The pre-Columbian Chincha culture existed during the Late Intermediate Period (900 CE–1450 CE) in what is today the southwest of Peru, near the Pacific Ocean. Around 1480 AD, the Chincha culture became part of the Inca Empire, and their lineages disappeared a few decades after the Spanish conquest of Peru began in 1532 AD.

Now, a new study looking at hundreds of fragmented red painted Chincha skulls and artifacts shows not only that this act bound the living with the dead, but it also “spiritually protected” looted graves. 

Painting skulls with various red pigments was a common practice across several ancient cultures. A recent study revealed class differences in the substances used. Source: J Watkins / CC BY NC ND 4.0

Painting skulls with various red pigments was a common practice across several ancient cultures. A recent study revealed class differences in the substances used. Source: J Watkins / CC BY NC ND 4.0

Forming Close Relationships with the Dead

The new study was published in the March 2023 issue of the Journal of Anthropological Archaeology . First author of the study Jacob Bongers , an anthropological archaeologist at Boston University, told Live Science that the new research required analyzing hundreds of human remains and artifacts found in the Chincha Valley of southern Peru.
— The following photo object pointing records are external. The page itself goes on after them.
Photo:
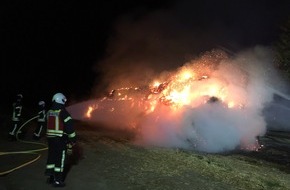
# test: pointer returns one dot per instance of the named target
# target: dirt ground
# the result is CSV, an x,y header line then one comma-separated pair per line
x,y
106,160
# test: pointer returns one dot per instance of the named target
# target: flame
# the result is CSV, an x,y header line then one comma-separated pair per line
x,y
185,88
The skulls were found in more than 100 chullpas, which are large mortuary structures in which whole families were buried, similarly to mausoleums. All of the bone and artifact samples dated to between 1000 and 1825 AD. The scientists discovered that Chincha people “decorated their ancestors' remains with red pigment,” and it is thought that this process was “critical for forming close relationships between the living and the dead," Bongers said.
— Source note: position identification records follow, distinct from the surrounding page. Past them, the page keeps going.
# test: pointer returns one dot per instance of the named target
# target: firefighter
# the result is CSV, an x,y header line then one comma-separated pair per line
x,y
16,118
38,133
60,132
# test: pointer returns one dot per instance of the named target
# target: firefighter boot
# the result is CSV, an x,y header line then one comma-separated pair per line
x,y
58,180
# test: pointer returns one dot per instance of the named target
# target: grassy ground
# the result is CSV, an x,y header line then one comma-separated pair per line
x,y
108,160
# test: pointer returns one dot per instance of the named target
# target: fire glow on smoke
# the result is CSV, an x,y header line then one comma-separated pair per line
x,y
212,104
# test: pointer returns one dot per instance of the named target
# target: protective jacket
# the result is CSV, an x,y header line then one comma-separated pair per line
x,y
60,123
Pre-Inca chullpas or burial towers, dot the Peruvian countryside. (Alfredo / Adobe Stock)

Pre-Inca chullpas or burial towers, dot the Peruvian countryside. ( Alfredo / Adobe Stock)
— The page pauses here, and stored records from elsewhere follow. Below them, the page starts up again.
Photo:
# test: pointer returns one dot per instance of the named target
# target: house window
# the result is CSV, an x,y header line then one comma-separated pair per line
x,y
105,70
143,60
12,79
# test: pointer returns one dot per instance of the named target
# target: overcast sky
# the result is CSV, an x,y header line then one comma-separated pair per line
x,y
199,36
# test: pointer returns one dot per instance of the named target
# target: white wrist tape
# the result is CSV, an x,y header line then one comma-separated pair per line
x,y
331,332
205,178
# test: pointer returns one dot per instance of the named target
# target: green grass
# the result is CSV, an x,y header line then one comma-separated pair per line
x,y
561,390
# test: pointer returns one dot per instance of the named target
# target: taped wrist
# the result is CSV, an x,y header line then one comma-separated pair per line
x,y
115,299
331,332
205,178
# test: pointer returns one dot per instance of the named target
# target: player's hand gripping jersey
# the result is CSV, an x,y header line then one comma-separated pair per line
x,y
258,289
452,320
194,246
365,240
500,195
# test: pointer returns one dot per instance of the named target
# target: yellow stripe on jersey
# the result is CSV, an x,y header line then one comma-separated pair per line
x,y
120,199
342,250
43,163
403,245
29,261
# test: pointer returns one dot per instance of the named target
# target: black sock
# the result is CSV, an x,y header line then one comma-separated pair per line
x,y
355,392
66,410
Skulls Were Painted Red at Pivotal Moments of Their Transformation

The researchers said in their study that the people painted thick vertical and horizontal lines on skulls, which is consistent with “someone using their fingers” as application tools.  Different mixes of red paints were used for different skulls, and it was found that only certain people’s craniums were painted after death.

 "Death was not the end," the researchers wrote, and they concluded that people probably finger painted skulls during a ritual. Speculating about that ritual, it was probably intended to give “the dead a new kind of social life.” Furthermore, the red paint ritual was “a pivotal moment of transformation into another kind of existence, and a critical transition from one state to another, providing the basis for further life”.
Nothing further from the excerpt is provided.